4 de Fevereiro de 1900

8h15m

- Estás à espera de alguma coisa? – Disse Margarida, estranhando a presença do marido ainda aquela hora em casa.
                Duarte estava a olhar para ela como quem olha para uma sereia, enfeitiçado pelo seu encanto e beleza. Na verdade, naquele dia particularmente, a Margarida reflectia uma ternura natural que já não lhe via desde o dia em que se casaram, fazia dois anos dali a duas semanas, mais ou menos.
                - Estou a admirar-te, minha querida.
                Ela ficou especialmente espantada por aquele elogio logo pela manha, estará doido?, pensou. No fundo, estava contente, já haviam meses que nenhuma palavra acerca do seu aspecto era pronunciada. Que esplendor e felicidade que Margarida estava a sentir naquele momento, de maneiras tão grande que lhe apetecia fazer amor com ele, ali, entrelaçados no meio da loucura. O seu desejo foi aumentando e começava a sentir-se nervosa com a sua presença, não se queria descair no meio daquela cozinha improvisada. Margarida acalma-te, foram só umas palavras de bom dia do teu marido, não penses já coisas, despede-te dele, vá. Disse para si própria, na tentativa de persuadir os seus desejos.
                - Tenho de ir embora, já estou atrasado. Só queria falar contigo um pouco. – Foram as palavras de Duarte, saídas com tremura.
                Ele estava nervoso e Margarida sentia-o na sua própria pele, como se o que ele sentisse ela também conseguisse presenciar, por pura união.
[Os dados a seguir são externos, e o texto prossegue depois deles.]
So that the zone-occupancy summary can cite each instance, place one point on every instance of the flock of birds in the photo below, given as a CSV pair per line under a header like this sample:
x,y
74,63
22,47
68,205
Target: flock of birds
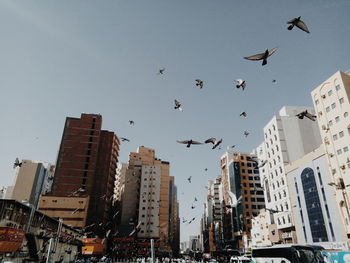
x,y
215,142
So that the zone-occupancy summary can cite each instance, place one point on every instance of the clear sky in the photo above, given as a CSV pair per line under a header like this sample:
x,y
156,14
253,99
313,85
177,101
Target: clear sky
x,y
62,58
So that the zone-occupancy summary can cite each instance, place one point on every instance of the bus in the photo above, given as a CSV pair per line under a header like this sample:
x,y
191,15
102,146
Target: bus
x,y
285,254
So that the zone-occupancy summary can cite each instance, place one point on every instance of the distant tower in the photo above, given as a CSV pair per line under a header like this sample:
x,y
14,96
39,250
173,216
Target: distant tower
x,y
332,105
30,181
286,139
86,163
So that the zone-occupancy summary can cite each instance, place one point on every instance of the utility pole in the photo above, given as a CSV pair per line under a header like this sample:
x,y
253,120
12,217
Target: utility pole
x,y
152,250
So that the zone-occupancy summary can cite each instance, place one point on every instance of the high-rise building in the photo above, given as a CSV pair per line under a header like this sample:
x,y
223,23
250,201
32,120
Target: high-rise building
x,y
317,220
30,181
286,138
86,166
243,196
149,198
332,105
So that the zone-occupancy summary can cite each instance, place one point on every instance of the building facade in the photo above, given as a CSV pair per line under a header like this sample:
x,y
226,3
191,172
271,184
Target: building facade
x,y
30,182
243,197
331,102
149,198
317,220
86,166
286,138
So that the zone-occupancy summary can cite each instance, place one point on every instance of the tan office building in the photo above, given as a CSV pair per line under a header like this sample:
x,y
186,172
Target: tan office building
x,y
332,104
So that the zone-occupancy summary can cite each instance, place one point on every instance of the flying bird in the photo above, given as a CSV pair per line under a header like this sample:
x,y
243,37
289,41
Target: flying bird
x,y
231,147
76,210
189,142
306,114
298,23
199,83
262,56
214,141
161,71
189,222
243,114
240,83
177,105
17,163
115,215
262,164
136,229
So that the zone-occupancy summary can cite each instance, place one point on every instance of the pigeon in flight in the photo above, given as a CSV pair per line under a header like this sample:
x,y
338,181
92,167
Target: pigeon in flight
x,y
262,164
136,229
189,222
298,23
76,210
240,83
177,105
199,83
231,147
243,114
189,142
262,56
214,141
161,71
17,163
306,114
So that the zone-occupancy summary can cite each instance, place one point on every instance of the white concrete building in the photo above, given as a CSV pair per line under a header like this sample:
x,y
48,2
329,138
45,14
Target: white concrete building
x,y
331,102
286,138
149,201
317,220
261,229
119,183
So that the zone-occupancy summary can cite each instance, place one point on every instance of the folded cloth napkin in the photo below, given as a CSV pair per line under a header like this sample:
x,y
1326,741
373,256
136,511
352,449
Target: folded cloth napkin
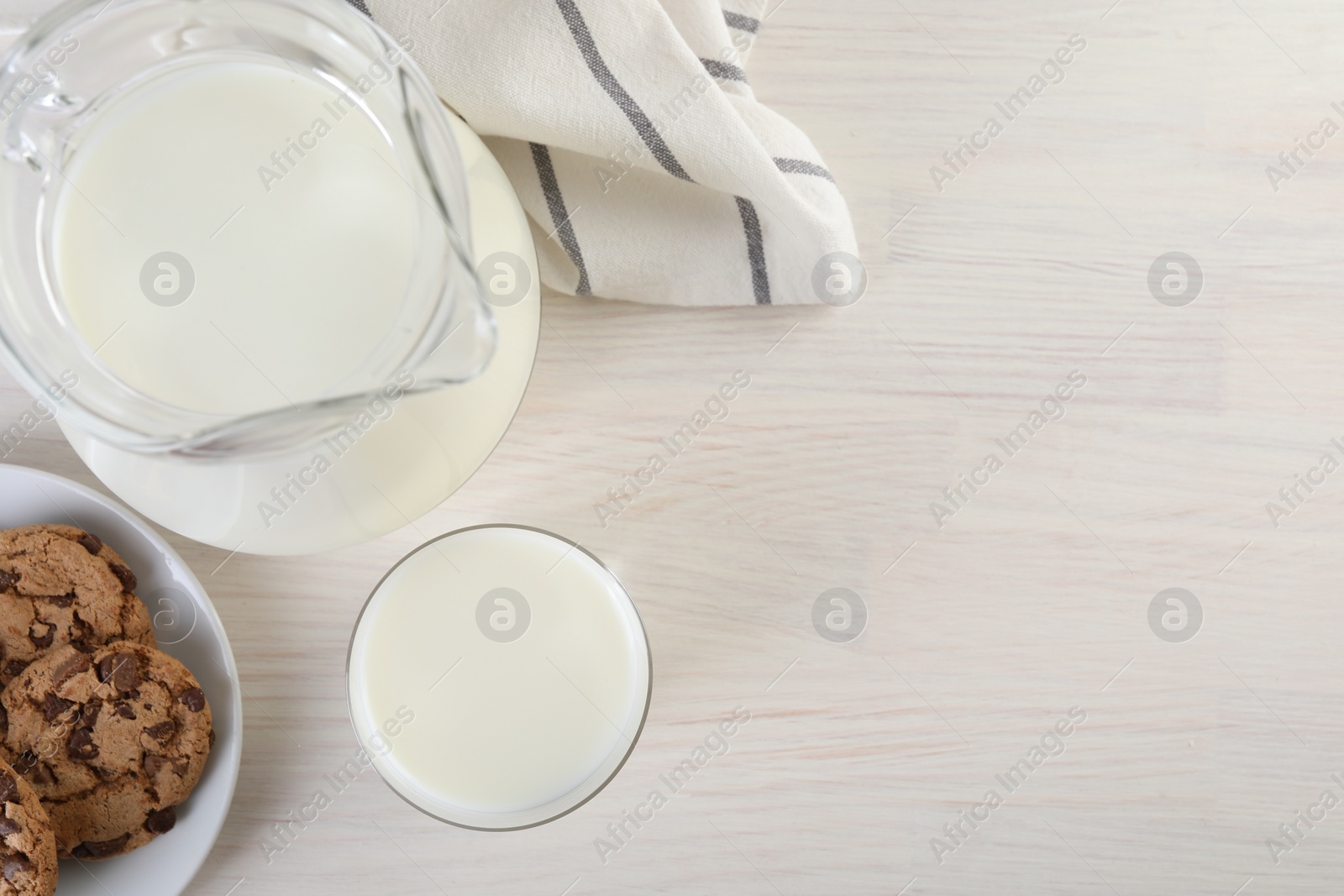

Sempre achou que se completavam de uma maneira como nenhum outro casal que ela alguma vez conheceu. Amavam-se, sobretudo.
                Duarte tentou não parecer assustado, fez de tudo para se ir embora naturalmente. Sem que ela percebe que algo mais se passava. Acariciou-lhe a barriga, que já acartava um rebento de cinco meses, o seu futuro filho – ele sentia que era um rapaz que viria ao mundo – que sabia nunca vir a ver. Por vezes dava por si a imaginar os jogos e brincadeiras, as passeatas e as idas à caça com ele que terminavam com um lindo jantar feito pela sua adorada mulher. Iriam ser os melhores amigos, poderia ter uma vida perfeita. Não fosse o seu passado o atormentar.
                - Levas o farnel? Não te quero a passar fome, enche-me essas peles! – Repeliu Margarida, entusiasmada ainda com a simpatia do marido de há pouco, pondo a sua tigela de batata e carne num saco de serapilheira já velho e usado.
                - Está descansada, este belo almoço só vai ficar seguro quando estiver na minha barriga. – Duarte decidiu brincar, preferia que ela o lembrasse com frases divertidas ao invés de lamúrias que não serviam para nada e só atrapalhavam a vida.
                - Vá, não te demores mais comigo – deu-lhe um beijo repleto de ternura e paixão – Não quero que te despeçam, temos um filhote a caminhar para este mundo e precisamos de todo o dinheiro possível.
                Esta era a parte mais difícil. Ele sabia ser a última vez que a veria, nada podia fazer em contrário. Já tinha decidido receber esta despedida de ânimo leve e acreditar que era o melhor para todos. Se ao menos ela soubesse…, pensou para si mesmo. Mas não, ela não podia saber. Restava despedir-se com a simpatia, ternura, elegância e coragem que ela própria merecia. E assim fez, deu-lhe um último beijo sôfrego e juntos ficaram abraçados durante algum tempo. Margarida estava atónita com todo este amor, ao qual não estava habituada - Duarte estava sempre tão atarefado que pouco tempo tinha para lhe dedicar. Mas não resistiu, apesar de pressentir que isto não vinha ao acaso. Para ela, nunca nada vinha ao acaso. No entanto, como excepção, não se preocupou. Confiava no marido. Amava-o incondicionalmente.
                - Adeus Margarida meu amor, até logo. – Sorriu, temendo o pior. Que ela viesse a descobrir a força que ele fazia para não deixar escorregar uma única lágrima mais matreira.
                - Ai credo homem, que romantismo é este todo? – Saiu-lhe.
                - Sou eu, contente por te ter.
                E foram as últimas palavras que pronunciaram um ao outro naquele dia e em muitos anos que se seguiram. Talvez para sempre.

Excerto do livro "O elogio da ausência" escrito por Sara Penas.